17 Jahre ist es her, dass die New Yorker Band Fieldwork sich nach mehreren Besetzungswechseln auf dem Album „Door“ in der Besetzung Vijay Iyer (Piano), Steve Lehman (Saxofon) und Tyshawn Sorey (Schlagzeug) traf und tatsächlich Türen öffnete – von Steve Colemans M-Base-Ästhetik und Muhal Richard Abrams in viele Richtungen elektronischer Popmusik bis hin zu Neuer Musik. Das Album und die anschließende Tour wurden begeistert aufgenommen, doch dann war erst einmal Schluss mit der Feldarbeit. Unter dem Titel „Thereupon“ (PI Recordings/Harmonia Mundi) kehrt das Trio nun furios zurück.

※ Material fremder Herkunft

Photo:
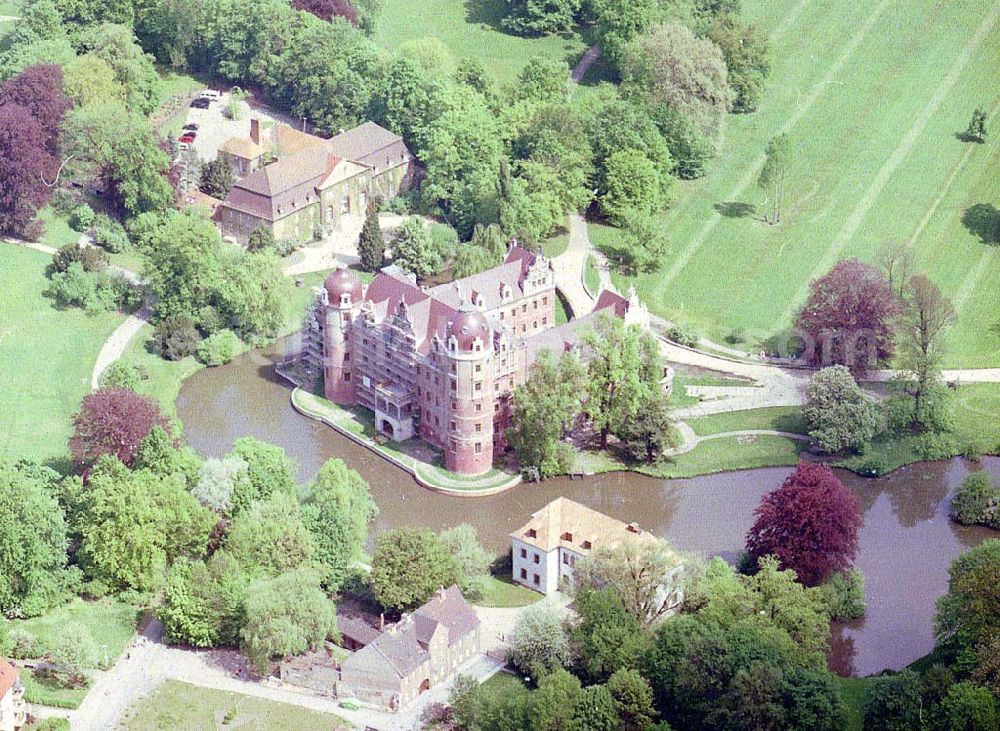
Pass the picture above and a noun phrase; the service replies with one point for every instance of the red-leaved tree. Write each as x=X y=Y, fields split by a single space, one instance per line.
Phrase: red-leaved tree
x=810 y=524
x=39 y=90
x=328 y=9
x=112 y=421
x=23 y=162
x=849 y=318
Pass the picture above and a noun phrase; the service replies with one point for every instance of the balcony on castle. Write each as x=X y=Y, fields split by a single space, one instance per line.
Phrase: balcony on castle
x=394 y=411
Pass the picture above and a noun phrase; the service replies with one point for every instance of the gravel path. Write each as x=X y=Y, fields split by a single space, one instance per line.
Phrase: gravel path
x=115 y=345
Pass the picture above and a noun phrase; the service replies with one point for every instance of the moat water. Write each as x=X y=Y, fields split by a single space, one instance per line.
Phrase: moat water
x=906 y=544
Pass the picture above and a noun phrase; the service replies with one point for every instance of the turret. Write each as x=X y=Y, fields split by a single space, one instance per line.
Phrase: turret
x=343 y=297
x=469 y=349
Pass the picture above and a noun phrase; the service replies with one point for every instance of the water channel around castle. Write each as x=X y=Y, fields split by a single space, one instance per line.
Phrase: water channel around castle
x=906 y=544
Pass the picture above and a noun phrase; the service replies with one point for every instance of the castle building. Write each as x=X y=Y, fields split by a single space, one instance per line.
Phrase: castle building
x=441 y=363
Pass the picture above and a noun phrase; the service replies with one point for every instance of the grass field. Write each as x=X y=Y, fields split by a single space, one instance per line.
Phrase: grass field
x=111 y=623
x=874 y=96
x=503 y=592
x=46 y=356
x=176 y=705
x=471 y=29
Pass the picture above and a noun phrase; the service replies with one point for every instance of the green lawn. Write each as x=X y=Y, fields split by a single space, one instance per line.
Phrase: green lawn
x=716 y=455
x=176 y=705
x=111 y=623
x=503 y=592
x=777 y=418
x=47 y=357
x=471 y=30
x=44 y=693
x=854 y=692
x=873 y=115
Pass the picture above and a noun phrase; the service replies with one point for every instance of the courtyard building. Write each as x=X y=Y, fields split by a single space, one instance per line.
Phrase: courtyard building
x=547 y=548
x=413 y=655
x=441 y=363
x=304 y=187
x=13 y=710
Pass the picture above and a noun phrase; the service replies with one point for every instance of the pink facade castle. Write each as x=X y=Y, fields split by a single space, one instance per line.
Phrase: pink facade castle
x=440 y=363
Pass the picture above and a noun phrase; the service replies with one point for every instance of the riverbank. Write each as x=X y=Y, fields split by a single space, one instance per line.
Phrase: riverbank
x=360 y=429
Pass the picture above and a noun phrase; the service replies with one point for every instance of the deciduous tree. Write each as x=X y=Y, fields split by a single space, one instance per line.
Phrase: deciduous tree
x=539 y=645
x=33 y=537
x=270 y=538
x=409 y=565
x=371 y=243
x=337 y=509
x=285 y=616
x=810 y=524
x=112 y=421
x=849 y=318
x=647 y=575
x=838 y=414
x=927 y=314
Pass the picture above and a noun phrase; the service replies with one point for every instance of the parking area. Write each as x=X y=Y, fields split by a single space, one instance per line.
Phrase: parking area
x=214 y=127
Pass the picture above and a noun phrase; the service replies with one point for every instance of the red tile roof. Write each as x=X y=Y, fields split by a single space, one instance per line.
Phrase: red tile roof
x=8 y=677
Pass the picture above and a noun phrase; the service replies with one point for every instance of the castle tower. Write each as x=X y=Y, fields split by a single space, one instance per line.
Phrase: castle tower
x=343 y=295
x=469 y=348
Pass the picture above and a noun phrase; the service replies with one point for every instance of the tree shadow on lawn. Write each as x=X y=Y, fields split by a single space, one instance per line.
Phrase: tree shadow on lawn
x=736 y=209
x=983 y=220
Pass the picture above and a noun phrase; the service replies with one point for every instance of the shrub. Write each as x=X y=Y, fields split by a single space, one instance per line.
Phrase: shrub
x=90 y=258
x=176 y=338
x=844 y=594
x=977 y=501
x=82 y=218
x=122 y=374
x=934 y=446
x=110 y=235
x=286 y=245
x=682 y=336
x=219 y=348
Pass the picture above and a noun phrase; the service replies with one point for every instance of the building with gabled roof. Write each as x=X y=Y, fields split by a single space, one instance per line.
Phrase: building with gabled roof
x=546 y=549
x=413 y=655
x=13 y=711
x=301 y=187
x=441 y=363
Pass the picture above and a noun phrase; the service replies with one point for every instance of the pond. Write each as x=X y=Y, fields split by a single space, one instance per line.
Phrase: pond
x=906 y=544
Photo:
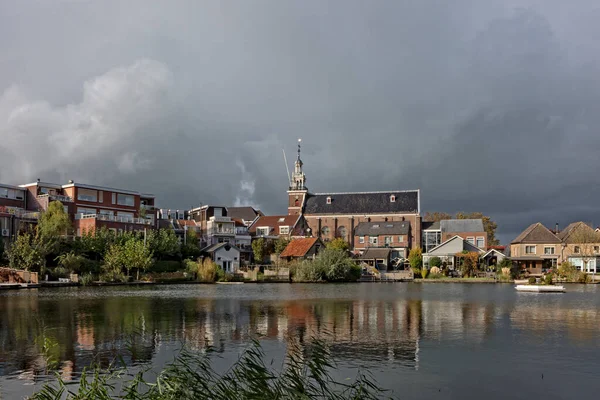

Fieldwork (Foto: Lynne Harty)

Es ist wie eine Zeitreise, die gleichzeitig in Zukunft und Vergangenheit führt. Die Magie von Fieldwork entfaltet sich auf Anhieb, als wären seit dem letzten Album nur wenige Monate vergangen. Und doch haben die drei Mitglieder viel Ballast abgeworfen. Sie müssen nichts mehr beweisen, sondern gehören mittlerweile separat zu den Fixgrößen der amerikanischen Jazzszene. Das kommt der Musik auf „Thereupon“ zugute. „Es gab in der Zwischenzeit mehrere Versuche, ein weiteres Fieldwork-Album aufzunehmen, aber irgendwie war nichts davon zufriedenstellend“, fasst Vijay Iyer die Interimsjahre zusammen.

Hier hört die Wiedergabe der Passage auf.